Both of those blocks I mention use AJAX. Would this run up the numbers on Cloudflare, too? Because the numbers there are sky high as well.

Thanks for the help Josh. I really appreciate it.

1 Like

Yesterday we were notified that Pantheon is moving us from Performance Small to Large, increasing our monthly cost by 260% based on your secret metrics that we have no evidence to believe are accurate.

We will appeal and request an audit, but that kind of individual solution is not an effective way to address a problem that is clearly impacting many customers. Charging us based on mysterious black box statistics is an irresponsible business practice, and failing to offer transparency into what is behind these statistics is potentially a large security hole.

I’ve always been such a fan of Pantheon and have been referring people to you for years and years. I just can’t express how disappointed I am about this.


@ruby - the metrics are definitely accurate. Our pricing is based on the amount of traffic served by the platform. Every request to the platform is logged and this is the source of the numbers. This does not (and won’t ever) align with other data sources that attempt to measure views. It’s apples and oranges.

@johndubo - Yes, the AJAX requests are likely a big part of your numbers. As per the above, AJAX requests (as well as RSS, XML, JSON, etc) are all going to show up in our traffic stats because they are requests we serve. However, they’re not going to be in any “pageview” metrics like Google Analytics.

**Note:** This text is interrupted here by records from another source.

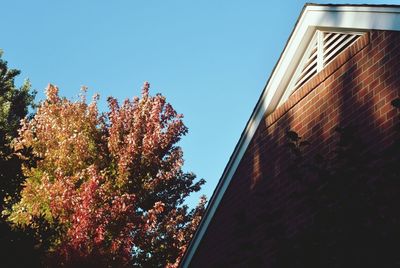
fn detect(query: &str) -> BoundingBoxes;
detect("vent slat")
[308,49,318,63]
[324,34,360,64]
[324,34,347,52]
[324,34,350,60]
[300,54,317,78]
[323,33,343,50]
[288,30,362,97]
[295,65,317,89]
[302,49,318,70]
[323,32,335,44]
[294,38,318,88]
[310,46,318,57]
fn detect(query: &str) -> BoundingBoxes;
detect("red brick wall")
[189,30,400,267]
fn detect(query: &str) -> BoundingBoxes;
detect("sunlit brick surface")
[189,30,400,267]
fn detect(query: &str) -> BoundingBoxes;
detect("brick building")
[182,4,400,267]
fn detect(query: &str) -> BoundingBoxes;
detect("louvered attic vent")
[285,30,363,97]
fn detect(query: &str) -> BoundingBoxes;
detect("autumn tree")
[0,50,39,267]
[5,82,206,267]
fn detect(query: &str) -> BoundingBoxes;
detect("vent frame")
[278,29,365,106]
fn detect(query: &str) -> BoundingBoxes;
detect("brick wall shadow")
[269,31,400,268]
[225,112,295,267]
[190,30,400,268]
[248,31,400,267]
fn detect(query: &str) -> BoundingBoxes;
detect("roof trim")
[181,4,400,267]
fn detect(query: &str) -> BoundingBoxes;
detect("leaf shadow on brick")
[272,30,400,268]
[275,98,400,268]
[222,31,400,268]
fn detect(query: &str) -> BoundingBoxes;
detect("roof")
[181,4,400,267]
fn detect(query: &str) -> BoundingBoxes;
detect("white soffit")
[181,5,400,267]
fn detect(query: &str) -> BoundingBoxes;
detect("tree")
[0,50,39,267]
[4,82,206,267]
[0,49,36,202]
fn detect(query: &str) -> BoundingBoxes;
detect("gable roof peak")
[181,4,400,267]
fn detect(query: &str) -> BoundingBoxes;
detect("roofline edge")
[180,4,400,267]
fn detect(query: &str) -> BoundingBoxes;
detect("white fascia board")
[181,5,400,267]
[305,5,400,31]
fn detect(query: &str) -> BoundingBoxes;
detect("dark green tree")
[0,50,39,267]
[0,50,36,201]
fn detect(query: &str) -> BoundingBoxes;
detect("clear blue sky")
[2,0,398,206]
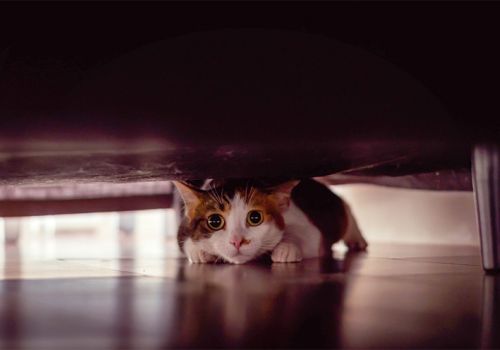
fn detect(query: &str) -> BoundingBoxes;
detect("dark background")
[1,2,498,141]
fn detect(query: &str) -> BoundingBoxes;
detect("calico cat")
[174,178,367,264]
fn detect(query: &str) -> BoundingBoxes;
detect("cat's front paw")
[188,250,217,264]
[271,242,302,263]
[343,231,368,251]
[184,240,217,264]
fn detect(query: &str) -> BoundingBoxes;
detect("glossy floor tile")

Thanks for everyone’s feedback on this threat. I understand that this is difficult for some customers, and I especially empathize with folks who are operating under budget constraints, especially long-time customers for whom this is coming as a surprise. It’ll frankly be a lot easier for new customers who find out right away that they’re on the wrong plan.

Even though it’s difficult, our pricing structure has to be enforced or else it’s not really meaningful. Our goal is to do this consistently. Happy to take additional feedback on what you think would make the process more fair or equitable.

1 Like

Is there an ETA on when we’ll be able to see these metrics on a request by request basis? Does Fastly provide raw access logs?